To the public, SSMD reflect surgeons’ technical competence. Yet in reality team consistency and operating theatre practice supersede individual performance.16 The FTR concept is paramount in the UK where cardiac centres often rely on temporary staff.17 A recent analysis of cardiac surgical mortality in an NHS hospital identified FTR as the predominant mode of death.18 Similarly, the National Confidential Enquiry into Patient Outcome and Death in elderly patients highlighted not surgical error but problems with infrastructure and process.19 Only 30% of the deceased patients had received satisfactory postoperative care.

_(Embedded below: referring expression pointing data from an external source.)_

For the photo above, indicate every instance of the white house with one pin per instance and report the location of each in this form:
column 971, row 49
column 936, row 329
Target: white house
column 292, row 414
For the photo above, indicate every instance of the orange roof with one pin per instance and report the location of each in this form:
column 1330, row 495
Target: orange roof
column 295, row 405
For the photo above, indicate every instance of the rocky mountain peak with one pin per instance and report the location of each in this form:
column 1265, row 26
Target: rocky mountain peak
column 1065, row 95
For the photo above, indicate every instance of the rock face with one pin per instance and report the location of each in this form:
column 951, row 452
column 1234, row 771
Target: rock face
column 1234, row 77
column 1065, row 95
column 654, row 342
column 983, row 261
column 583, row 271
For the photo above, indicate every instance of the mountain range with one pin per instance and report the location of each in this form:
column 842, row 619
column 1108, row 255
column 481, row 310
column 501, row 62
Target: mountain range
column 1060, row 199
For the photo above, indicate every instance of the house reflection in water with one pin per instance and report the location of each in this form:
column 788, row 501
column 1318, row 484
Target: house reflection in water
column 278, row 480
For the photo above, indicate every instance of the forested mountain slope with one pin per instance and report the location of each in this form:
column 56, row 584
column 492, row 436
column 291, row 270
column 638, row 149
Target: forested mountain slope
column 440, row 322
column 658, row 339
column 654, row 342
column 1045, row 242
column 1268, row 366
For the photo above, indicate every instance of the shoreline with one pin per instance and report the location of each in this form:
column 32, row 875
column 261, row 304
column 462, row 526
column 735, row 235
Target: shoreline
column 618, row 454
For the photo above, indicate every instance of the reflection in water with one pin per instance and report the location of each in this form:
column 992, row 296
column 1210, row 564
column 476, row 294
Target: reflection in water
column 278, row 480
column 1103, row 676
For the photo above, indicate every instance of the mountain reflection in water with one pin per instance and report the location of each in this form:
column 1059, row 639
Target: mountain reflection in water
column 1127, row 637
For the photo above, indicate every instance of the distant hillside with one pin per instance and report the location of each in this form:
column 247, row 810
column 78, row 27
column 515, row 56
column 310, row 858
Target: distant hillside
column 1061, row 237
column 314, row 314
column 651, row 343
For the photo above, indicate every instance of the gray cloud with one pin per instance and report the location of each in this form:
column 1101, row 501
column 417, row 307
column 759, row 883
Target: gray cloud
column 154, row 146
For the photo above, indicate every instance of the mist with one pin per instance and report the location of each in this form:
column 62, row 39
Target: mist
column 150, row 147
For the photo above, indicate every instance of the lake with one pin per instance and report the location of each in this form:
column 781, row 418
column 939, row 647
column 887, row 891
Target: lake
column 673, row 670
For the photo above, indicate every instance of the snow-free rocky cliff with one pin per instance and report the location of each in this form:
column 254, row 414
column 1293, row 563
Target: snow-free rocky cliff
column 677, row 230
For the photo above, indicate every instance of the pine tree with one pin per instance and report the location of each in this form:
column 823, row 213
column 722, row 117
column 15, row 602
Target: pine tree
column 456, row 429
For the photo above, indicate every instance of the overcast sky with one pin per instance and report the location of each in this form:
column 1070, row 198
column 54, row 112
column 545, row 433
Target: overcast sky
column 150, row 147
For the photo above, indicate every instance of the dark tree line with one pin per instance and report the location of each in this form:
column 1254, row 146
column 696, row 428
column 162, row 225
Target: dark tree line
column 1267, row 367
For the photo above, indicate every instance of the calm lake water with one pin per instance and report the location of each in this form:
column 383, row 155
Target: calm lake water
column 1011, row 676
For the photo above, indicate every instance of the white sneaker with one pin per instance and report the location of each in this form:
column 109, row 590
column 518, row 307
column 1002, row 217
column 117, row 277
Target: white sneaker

Because few deaths are related to surgical error, publication of SSMD diverts attention from deficiencies in NHS infrastructure. An understanding of why patients die allows something to be done about it; attributing a pile of bodies to an individual surgeon does not. Risk averse behaviour benefits neither patients nor the profession. Surgeons will endorse truly transparent outcome data that contribute to patient safety, such as the star rating system.5 In Berwick’s commissioned review of the NHS after the Francis inquiry, he reiterated that hospitals not individuals must be held accountable for poor outcomes.20 Surely the surgical royal colleges knew this. Soon afterwards, SSMD were released for other surgical specialties and interventional cardiology.21 Those who failed to submit information were named and shamed, and the press denigrated individuals on the basis of hastily assembled data. Many specialties lacked infrastructure to review outlying performance.

Much has been learnt from Bristol and Stafford but the ghosts of these scandals persist in the generation of political rather than evidence based policies.13 22 A letter from the Society of Cardiothoracic Surgery executive to the membership on 16 June 2014 finally acknowledged “widespread discomfort within the profession and the inevitable impact on patient care.” Publication of SSMD has not improved patient choice, waiting lists, equipment, staffing, or team consistency. Defensive practice and the European Working Time Directive combine to decimate surgical training.23 24

The sickest patients consume disproportionately high financial resources. It makes economic sense to discourage intervention in high risk patients and SSMD achieves this. Public disclosure of SSMD is not a benign matter: it exposes the profession to serious conflicts of interest. More comprehensive systems of outcome reporting have greater likelihood of improving quality without negative effects.25

Patients must continue to come first.

Notes

Cite this as: BMJ 2014;349:g5026

Footnotes

  • Competing interests: I have read and understood BMJ policy on declaration of interests and declare the following: I was a member of the Society of Thoracic Surgeons US and American College of Cardiology during the outcome disclosure debate.

  • Provenance and peer review: Not commissioned; not externally peer reviewed.